I’m going to bore you by telling you about some of my favorites. You’ll notice that I don’t have any books involving brooding or swooning. I’m also sorry to report that, after reading it three times, I still don’t like Dracula. So, which classics stand out to me? Well, here goes:
The Three Musketeers and Twenty Years After by Alexander Dumas. Well, buckle my swash! I’m pretty sure everyone knows at least the general gist of The Three Musketeers, but I think the flat-out fun of this book is often left out when people talk about it. Also, Twenty Years After needs to be more widely read. It follows the characters from The Three Musketeers, and what happens- you guessed it- twenty years after the events in that book. It’s got a few sad moments for me, but in a good way.
The Scarlet Pimpernel by Baroness Emmuska Orczy. I have no idea why this book isn’t more widely known. It feels very much like an early version of Batman (minus the wonderful toys), with the hero passing himself off as a useless fop in order to help those in anonymity. It’s a blast to read! Plus, saying you’re reading a book written by a Baroness is just awesome.
The Picture of Dorian Gray by Oscar Wilde. I love this book! It’s so nuanced, with a delightfully creepy feel to it. It’s incredibly well-written and surprisingly short. It’s easily read in a day, which is a good thing, because it’s hard to put down.
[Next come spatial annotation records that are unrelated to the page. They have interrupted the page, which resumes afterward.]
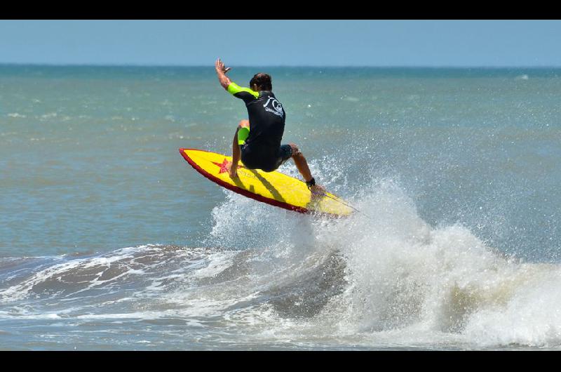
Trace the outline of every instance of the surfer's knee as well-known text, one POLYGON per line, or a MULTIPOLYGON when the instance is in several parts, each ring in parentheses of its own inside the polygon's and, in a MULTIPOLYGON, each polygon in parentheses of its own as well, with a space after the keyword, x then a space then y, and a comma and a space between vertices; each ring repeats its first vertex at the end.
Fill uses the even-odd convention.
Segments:
POLYGON ((292 150, 292 157, 299 157, 302 156, 302 153, 300 152, 300 149, 298 148, 295 144, 290 142, 288 144, 290 146, 290 149, 292 150))

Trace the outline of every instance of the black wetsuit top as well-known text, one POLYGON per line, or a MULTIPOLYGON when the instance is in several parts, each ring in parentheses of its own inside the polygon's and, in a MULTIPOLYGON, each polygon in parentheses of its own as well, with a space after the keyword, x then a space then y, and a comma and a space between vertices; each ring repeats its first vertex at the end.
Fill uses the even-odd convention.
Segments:
POLYGON ((255 92, 231 83, 228 91, 243 100, 249 115, 250 134, 241 147, 242 161, 251 168, 276 168, 286 119, 282 105, 270 91, 255 92))

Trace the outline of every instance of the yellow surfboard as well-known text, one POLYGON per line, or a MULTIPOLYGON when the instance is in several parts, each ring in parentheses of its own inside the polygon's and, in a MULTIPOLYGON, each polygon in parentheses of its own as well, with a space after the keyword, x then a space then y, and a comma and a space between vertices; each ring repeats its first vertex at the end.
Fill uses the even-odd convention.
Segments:
POLYGON ((330 217, 349 215, 354 210, 330 192, 312 194, 306 182, 280 172, 248 169, 240 161, 238 176, 231 178, 226 168, 231 157, 196 149, 180 149, 180 152, 193 168, 211 181, 259 201, 302 213, 330 217))

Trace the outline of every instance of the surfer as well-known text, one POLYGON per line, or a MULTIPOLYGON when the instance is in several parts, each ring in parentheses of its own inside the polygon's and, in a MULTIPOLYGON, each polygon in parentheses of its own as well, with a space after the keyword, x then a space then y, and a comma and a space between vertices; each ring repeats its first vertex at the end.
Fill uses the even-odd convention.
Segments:
POLYGON ((308 188, 313 193, 325 192, 322 186, 316 185, 298 147, 294 143, 280 145, 286 113, 271 91, 271 76, 255 74, 250 81, 250 88, 242 88, 226 76, 231 68, 226 67, 219 58, 215 67, 220 84, 234 97, 243 100, 249 116, 249 120, 240 121, 234 135, 232 162, 227 166, 230 177, 237 175, 240 159, 249 169, 272 172, 292 158, 308 188))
Beowulf translated by Seamus Heaney. If you’ve read much of my blog, you’re probably aware that I love all things fantastical. This carries over to classics. I love this epic poem so, so much! If you read this and enjoy it, I suggest watching The 13th Warrior, which is a movie adaptation of Eaters of the Dead by Michael Crichton, a book that is partially based on Beowulf.
Alice in Wonderland, and Alice, Through The Looking-Glass by Lewis Carroll. Okay, I might be stretching by putting this in the “classics” category. I’ve seen it discounted as a classic, but others say firmly that it is. I’m in the latter group. The delightful nonsense in this book is anything but nonsense. I’m not going to go into the whole “this means ___” of the book because that’s for the reader to decide on their own. I just find it absolutely fantastic.
Frankenstein by Mary Shelley. First of all, Frankenstein isn’t the monster! Except that he is. You can tell that pseudo-joke at parties and your friends will probably roll their eyes, just like I’m sure you did just now. This book is a little bit heartbreaking, but so well-written.
The Complete Sherlock Holmes by Sir Arthur Conan Doyle. I think this is another one of those books that some people argue isn’t a classic. Regardless on where you stand on this very important issue (ha!), these mysteries are bloody brilliant. I’ve reread them more times than I can count.
So, what about you? What classics have you found to be classically cool? Which ones do you hate? Let’s talk!